I have no idea what is really wrong with the phone. I rooted it last week and had no trouble, but last night it restarted on its own and got stuck on the "4G" image. I would imagine this means it's stuck in boot loop? So I thought I would try this.

Any ideas would be appreciated!


----------



## magdelaine (Mar 5, 2012)

I tried restarting computer, doing all steps again, no love.


----------



## magdelaine (Mar 5, 2012)

I'm trying this next: http://forums.androidcentral.com/lg-spectrum/155149-flashing-lg-signed-firmware.html


----------



## magdelaine (Mar 5, 2012)

Interestingly, I got this firmware flashing to work. However it's still stuck on the 4G. I guess it's the operating system? Was there an OTA update?

And does the firmware flash remove root?


----------



## MrB206 (Nov 14, 2011)

Yes. Flashing or taking an ota that isn't rooted will remove root.

Sent from my VS920 4G using Tapatalk


----------



## magdelaine (Mar 5, 2012)

OK, even though I couldn't get this method to work, I did flash the firmware and when I did a factory reset the phone came back to life. So it's not perfect but moving from rooted to not and back again seems pretty simple.


----------



## MrB206 (Nov 14, 2011)

According to Dan, the gent who found the exploit for root, factory reset WILL fix any bootlooping. Please report back here how you go to factory reset... some of us are new to LGs, so we might not know the technique to get into phone recovery for this model.


----------



## real0325 (Nov 6, 2011)

magdelaine said:


> OK, even though I couldn't get this method to work, I did flash the firmware and when I did a factory reset the phone came back to life. So it's not perfect but moving from rooted to not and back again seems pretty simple.


so how did you get the firmware to flash.


----------



## MrB206 (Nov 14, 2011)

With some bootloops and issues, holding VOL DOWN and POWER will bring up the 'hard restore' mode that will restore the system partition to stock. If you truly brick it (like won't power on), you're S.O.L., because the phone doesn't have a phone recovery mode like Moto phones do.


----------



## real0325 (Nov 6, 2011)

MrB206 said:


> With some bootloops and issues, holding VOL DOWN and POWER will bring up the 'hard restore' mode that will restore the system partition to stock. If you truly brick it (like won't power on), you're S.O.L., because the phone doesn't have a phone recovery mode like Moto phones do.


i just tried it no luck. im looping back into cwm im checking the threads now, i remember seeing this.


----------



## Neph (Feb 4, 2012)

If you have CWM recovery installed and did the button combo, it will not send you into factory reset mode. It will instead send you into CWM recovery. This also plants a flag on the "misc" partition which will cause you to continually boot loop into CWM. Use the file I have listed at the bottom of the first post here to clear this flag.

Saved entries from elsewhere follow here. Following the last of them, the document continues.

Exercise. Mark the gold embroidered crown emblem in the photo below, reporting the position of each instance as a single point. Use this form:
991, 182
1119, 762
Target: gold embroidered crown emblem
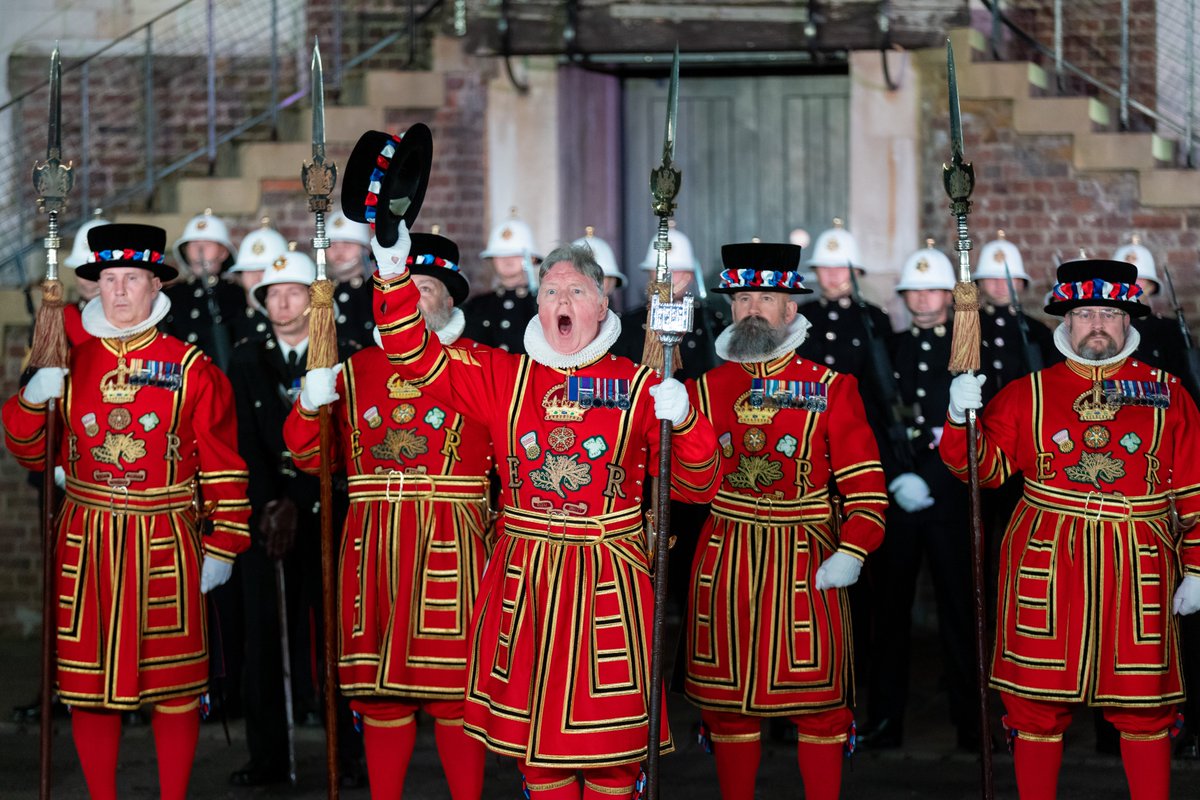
558, 408
115, 386
400, 389
1093, 407
750, 415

http://rootzwiki.com/topic/20439-cwm-touch-recovery-for-lg-spectrum-ported-from-koushs-release-for-nitro/

If you are not on the touch recovery, I also recommend upgrading to it as it supports nandroid backup/recovery properly.


----------



## real0325 (Nov 6, 2011)

Neph said:


> If you have CWM recovery installed and did the button combo, it will not send you into factory reset mode. It will instead send you into CWM recovery. This also plants a flag on the "misc" partition which will cause you to continually boot loop into CWM. Use the file I have listed at the bottom of the first post here to clear this flag.
> 
> http://rootzwiki.com...ease-for-nitro/
> 
> If you are not on the touch recovery, I also recommend upgrading to it as it supports nandroid backup/recovery properly.


yes i have touch recovery,i love it.


----------